Hierbij geldt als voorwaarde dat een aaneengesloten oppervlakte van ten minste 35 m² van de in de regels beschreven gronden onbebouwd en onoverdekt dienen te blijven.

Met betrekking tot de situering dienen de uitbreidingen en bijgebouwen ten minste 1 m achter (het verlengde van) de naar de weg gekeerde voorgevel van de woning gebouwd te worden. Voor het bouwen in hoeksituaties van wegen geldt dat bijgebouwen minimaal 3 meter achter (het verlengde van) de voorgevel van de woning en achter (het verlengde van) de voorgevelrooilijn (niet zijnde de rooilijn welke is gelegen aan de zijde van de voorgevel van de woning) gesitueerd dienen te worden.

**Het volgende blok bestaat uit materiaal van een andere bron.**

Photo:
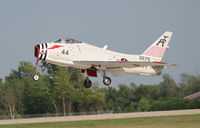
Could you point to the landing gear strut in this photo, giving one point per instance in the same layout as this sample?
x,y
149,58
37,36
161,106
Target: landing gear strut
x,y
36,76
87,83
106,80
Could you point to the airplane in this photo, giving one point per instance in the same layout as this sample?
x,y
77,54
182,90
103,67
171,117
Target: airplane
x,y
92,60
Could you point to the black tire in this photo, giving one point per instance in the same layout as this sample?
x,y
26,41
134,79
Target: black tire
x,y
107,81
87,83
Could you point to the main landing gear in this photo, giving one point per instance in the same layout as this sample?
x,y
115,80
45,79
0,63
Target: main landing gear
x,y
36,76
87,83
106,80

De goothoogte van aangebouwde bjigebouwen is ten hoogste gelijk aan de hoogte van de eerste bouwlaag, vermeerderd met 0,30 meter. Voor vrijstaande bijgebouwen geldt een goothoogte van 3 meter en een bouwhoogte van maximaal 5 meter.

Erfafscheidingen
De gronden die buiten de bouwvlakken en de erfbebouwingsregeling vallen, moeten in beginsel zoveel mogelijk onbebouwd blijven. Wel kunnen op deze gronden erfafscheidingen en andere bouwwerken worden geplaatst. Vóór (het verlengde van) de naar de weg gekeerde bouwgrens mogen deze niet hoger zijn dan 1 meter. Op de overige gronden mogen erfafscheidingen maximaal 2 meter hoog zijn.

Overkappingen
Voor overkappingen geldt een maximale hoogte van 2,7 meter, mits gesitueerd op 1 meter achter het verlengde van de naar de weg gekeerde voorgevel en de grondoppervlakte maximaal 20 m2 bedraagt.

Autoboxen
Voor zover autoboxen niet direct aan individuele woningen als bijgebouw kunnen worden toegerekend, zijn zij in dit bestemmingsplan specifiek bestemd. De hoogte bedraagt in beginsel voor alle boxen maximaal 3 meter. Alleen aan de Zudendorpweg is een blok autoboxen toegestaan met een kapje en een onderdoorgang.

Beroep aan huis
In overeenstemming met de binnen de gemeente Elburg gehanteerde beleidsregels zijn in het algemeen in en bij woningen beroeps- en bedrijfsmatige activiteiten mogelijk. Bij gestapelde woningen en bijzondere woonvormen is dit echter niet toegestaan.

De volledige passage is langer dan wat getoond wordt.